We strongly recommend using crushed pepper in the masala for flavour and taste. Also if you are looking for that typical Kerala style preparation, use coconut oil. Be careful while adding salt, since the chicken is already marinated with salt and salt comes from soya sauce too.
Ingredients
- CHICKEN – 400-450 GMS, CUT INTO MEDIUM SIZE PIECES
- PEPPER POWDER – 1/4 TSP
- LEMON JUICE – 1 TSP
- SALT
- ONION – 2 MED-LARGE, SLICED
- GINGER & GARLIC – 2 – 21/2 TSP EACH, GRATED/CRUSHED
- GREENCHILLI – 1-2, SLIT LENGTHWISE
- WHOLE BLACK PEPPER – 1 1/4 TSP
- GARAM MASALA – 1/2 TSP
- FENNEL POWDER – 1/4 TSP
- TURMERIC POWDER – 1/4 TSP
- CHICKEN/MEAT MASALA – 1/2 TSP (OPTIONAL)

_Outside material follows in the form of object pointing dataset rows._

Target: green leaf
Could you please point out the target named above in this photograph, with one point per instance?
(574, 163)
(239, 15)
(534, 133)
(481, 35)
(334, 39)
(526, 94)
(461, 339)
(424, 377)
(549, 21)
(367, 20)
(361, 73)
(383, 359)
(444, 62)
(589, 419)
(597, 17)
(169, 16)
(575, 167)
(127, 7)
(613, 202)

- CURRY LEAVES, COCONUT OIL, SALT
Marinate the cleaned chicken pieces with salt, pepper powder & lemon juice. Crush the whole black pepper (do not powder). Heat oil in a pan & add sliced onion. Let it brown. Add grated/crushed ginger and garlic, green chilli and curry leaves. Let it cook till the raw smell goes, around 3-4 mins. Add crushed pepper, turmeric powder, garam masala, fennel powder and chicken/meat masala (if using). Mix well. Cook for another 2-3 mins. Add soya and tomato sauce/ketchup. Mix well. Add 1/4 cup water and salt and mix well. Add marinated chicken pieces. Combine everything well and make sure that chicken pieces are coated with the masala. When the chicken starts changing the colour add ½ cup water & mix well. Let it boil. Reduce flame and cover and cook it till the chicken is done. Check-in between, give a stir and add more water only if required. Once the chicken is done, remove the lid, add some curry leaves and continue cooking for another 5-7 mins on low flame, just to roast it a little more. Remove from fire. The dish will get a darker shade once it rests. Garnish with onion & lemon/lime.